Relatório aponta gasto de R$ 1.750,00 por viatura.

Os veículos modelo Renault Scénic, comprados pelo governo anterior para a Polícia Militar, foram avaliados como de manutenção cara e frágeis para o trabalho desenvolvido pela PM. A constatação foi feita pelo Centro de Suprimento e Manutenção de Material Bélico da PM, cujo relatório indica que foram gastos, em média, R$ 1.750,00 por viatura Scénic, em manutenção preventiva e corretiva, no ano passado.

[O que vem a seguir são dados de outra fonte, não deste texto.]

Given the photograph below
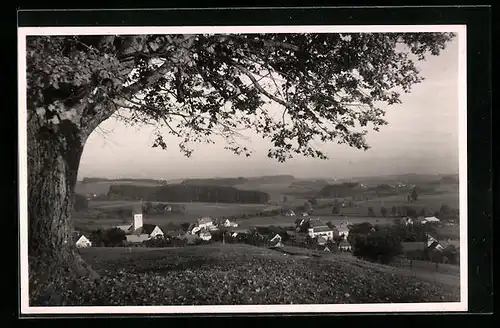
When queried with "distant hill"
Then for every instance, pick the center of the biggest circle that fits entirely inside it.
(268, 179)
(215, 181)
(187, 193)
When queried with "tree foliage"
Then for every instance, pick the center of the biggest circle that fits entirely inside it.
(81, 203)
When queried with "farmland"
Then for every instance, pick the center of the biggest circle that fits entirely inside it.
(242, 274)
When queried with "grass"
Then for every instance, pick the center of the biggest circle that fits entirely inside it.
(242, 274)
(102, 187)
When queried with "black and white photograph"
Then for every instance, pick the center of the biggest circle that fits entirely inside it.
(229, 169)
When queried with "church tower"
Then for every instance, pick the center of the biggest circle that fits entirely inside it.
(137, 213)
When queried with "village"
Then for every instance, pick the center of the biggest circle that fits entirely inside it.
(307, 232)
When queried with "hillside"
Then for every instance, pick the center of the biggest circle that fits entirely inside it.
(241, 274)
(187, 193)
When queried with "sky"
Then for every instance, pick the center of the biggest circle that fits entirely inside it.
(421, 137)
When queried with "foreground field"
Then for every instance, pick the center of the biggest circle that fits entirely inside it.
(241, 274)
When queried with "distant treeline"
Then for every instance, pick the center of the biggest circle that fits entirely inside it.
(187, 193)
(346, 189)
(215, 181)
(90, 180)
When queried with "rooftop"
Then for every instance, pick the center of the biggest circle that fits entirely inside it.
(322, 229)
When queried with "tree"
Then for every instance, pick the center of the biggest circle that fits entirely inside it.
(444, 211)
(197, 87)
(383, 211)
(185, 226)
(394, 210)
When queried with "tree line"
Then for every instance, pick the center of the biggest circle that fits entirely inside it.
(187, 193)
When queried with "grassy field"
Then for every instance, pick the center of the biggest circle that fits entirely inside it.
(102, 187)
(242, 274)
(284, 221)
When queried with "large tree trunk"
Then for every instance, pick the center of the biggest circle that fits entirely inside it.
(53, 160)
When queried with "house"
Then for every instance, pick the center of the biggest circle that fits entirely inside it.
(345, 246)
(409, 247)
(152, 230)
(276, 238)
(277, 244)
(205, 235)
(433, 243)
(125, 228)
(195, 230)
(137, 217)
(228, 224)
(343, 231)
(238, 231)
(406, 220)
(205, 222)
(83, 242)
(430, 219)
(137, 238)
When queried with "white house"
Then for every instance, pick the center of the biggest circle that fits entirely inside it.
(275, 239)
(434, 243)
(343, 230)
(137, 238)
(318, 228)
(137, 232)
(431, 219)
(205, 222)
(83, 242)
(407, 221)
(345, 246)
(195, 230)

Diante dessa avaliação, a Secretaria de Estado da Segurança Pública encaminhou na manhã de sexta-feira à Ouvidoria e Corregedoria-Geral do Estado, ao Procon e à montadora Renault, o relatório técnico sobre a situação da manutenção das 469 viaturas Scénic, vendidas ao governo em 2000 e 2001. “Esse diagnóstico técnico será levado em consideração nas próximas licitações. De posse dele, deveremos tomar todas as medidas administrativas cabíveis”, comentou Marco Antônio Berberi, diretor-geral da Secretaria da Segurança Pública.

Preços

Duas pastilhas de freios dianteiros de um Scénic, por exemplo, custam R$ 214. Já as de um veículo de outra montadora custam R$ 71, resultando em uma diferença de 301%. Seguindo a mesma comparação, dois discos de freios traseiros de um Scénic custam R$ 809 e um kit de embreagem sai por R$ 1.010,00, contra R$ 98 e R$ 201,60, da marca pesquisada. Uma diferença de 825% e 501%, respectivamente.

Com relação à manutenção preventiva e corretiva das viaturas Scénic, foi gasto um valor de R$ 527.815 em 2002. Já no ano passado, foi gasto um valor de R$ 651.095,88. Estes valores representam um custo médio anual de R$ 1.749,10 por viatura.

O demonstrativo dos consertos de maior custo revelou que foi gasto R$ 6.620,68 para apenas um Scénic, do 10.º Batalhão da PM, em setembro do ano passado. “Isto representa quase 50% do valor venal do veículo, que custa de R$ 12 mil a R$ 15 mil”, observou o tenente-coronel João Antônio Pazinatto, chefe do Centro de Suprimento e Manutenção de Material Bélico da Polícia Militar.

Fragilidade

Segundo ele, o modelo da Renault se mostra frágil para o emprego do trabalho policial. “Ele não tem reforço na estrutura e sofre desgaste acelerado, comparativamente com outras marcas, diante de fatores condicionantes, impostos pela natureza do emprego policial”, considerou o tenente-coronel.

O relatório da PM expõe ainda que as viaturas Scénic “não apresentam robustez necessária para variação do emprego no terreno, ou seja, foram projetadas para vias públicas pavimentadas, restringindo o uso”. De acordo com o levantamento da PM, atualmente há 88 viaturas Scénic desativadas. “Isto representa 20% do total de Scénic que a PM possui. Esta situação demonstra claramente que o veículo é frágil para o trabalho policial”, afirmou Pazinatto. “Uma destas fragilidades é constatada no coxim do motor, que rompe facilmente diante de uma arrancada mais brusca”, citou o tenente-coronel.

O diagnóstico demonstra que, em 2003, apenas no período de três meses (de 12/09 a 31/12), o custo da manutenção das 384 viaturas Scénic na capital e no interior do Estado (excluídas as 45 que estão à disposição do Batalhão de Polícia Rodoviária Estadual) foi de R$ 651.095,81. “A Secretaria liberou R$ 1,9 milhão para consertos das viaturas. Deste valor, 30% foram gastos somente para conserto de viaturas Scénic”, disse o chefe do Centro de Suprimento da PM.

Comparativamente com outras marcas, o modelo da Renault representou 30,61% das despesas com consertos de viaturas da PM.